Lejos de su casa y su familia, en un lugar perdido y absolutamente desconocido, semidesnudo, hambriento, herido, enfermo y sin tan siquiera suelo firme sobre el que pisar, entumecido y acosado por el hambre, el frío y miríadas de pequeños pero irreductibles enemigos decididos a no dejar de él más que los huesos, había llegado sin duda al límite de la resistencia humana.

—Lo único que me faltaba es haberme quedado embarazado… —masculló para sus adentros en un esfuerzo por mantener el humor y la fe en sí mismo y en su capacidad de hacer frente a las desdichas—. ¿Qué más puede ocurrir?

Que lloviera a mares.

Y la tercera noche llovió a mares.

No se trató de un esporádico chaparrón tropical a los que tan acostumbrado estaba en la Escondida, donde el agua caía por lo general cálida y gratificante; fue por el contrario una espesa cortina de una lluvia agresiva y furibunda, que llegaba empujada por fuertes rachas de un viento helado que aullaba entre las ramas sacudiéndolas como si su mayor deseo se centrara en arrojarlo de una vez por todas al suelo con el fin de dejarlo a merced del ejército de cangrejos.

Tentado estuvo de darse por vencido admitiendo que las fuerzas de la naturaleza serían siempre superiores a la capacidad de resistencia del ser humano, pero le vino a la mente el recuerdo de sus dos esposas, la rubia alemana Ingrid y la morena indígena Araya, a las que amaba por igual, y de sus seis hijos, que sin duda lo necesitaban para poder seguir creciendo en libertad en una isla que estaba comenzando a convertir en una antesala del paraíso.

De no haber sido por un desgraciado pez ponzoñoso, se encontraría en aquellos momentos sentado en el porche de su hermosa cabaña, concluyendo de cenar y dispuesto a contar una vez más a cuantos cada noche se lo suplicaban, el apasionante relato de cómo había viajado en la carabela
Santa María
a las órdenes del mismísimo almirante don Cristóbal Colón, cómo había aprendido a leer de la mano del cartógrafo mayor del reino, el genial y entrañable Juan de la Cosa, que lo trató como a un hijo, y cómo había sido de los primeros en otear el horizonte cuando el estrafalario y siempre sonriente Rodrigo de Triana gritó a voz en cuello desde lo alto de la cofa:

—¡Tierra a la vista!

A sus hijos y a los amigos de sus hijos les encantaba sentarse a su alrededor mientras encendía un grueso cigarro y repetía por enésima vez el horror y el asombro que sintió el día en que un grupo de indígenas cubanos le invitaron a cenar por primera vez sopa de gusanos e iguana a la brasa, y a continuación comenzaron a echar humo por las narices como si se tratara de auténticos dragones.

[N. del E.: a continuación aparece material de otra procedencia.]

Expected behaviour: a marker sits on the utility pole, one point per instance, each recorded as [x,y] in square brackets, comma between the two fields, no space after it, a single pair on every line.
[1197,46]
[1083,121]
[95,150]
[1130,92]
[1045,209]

—¡Y lo peor del caso es que me pedían que los imitara! —exclamaba como si la sola idea se le antojara inconcebible—. Si no quería ofenderles, lo cual tal vez me hubiera costado la vida, tenía que comerme la sopa sin demostrar repugnancia, fingir que me encantaba el estofado de rabo de iguana, y aceptar que me metieran en la boca un rollo de unas hojas secas que nunca había visto antes y le prendieran fuego. ¡Qué noche, madre! ¡Qué borrachera y qué noche!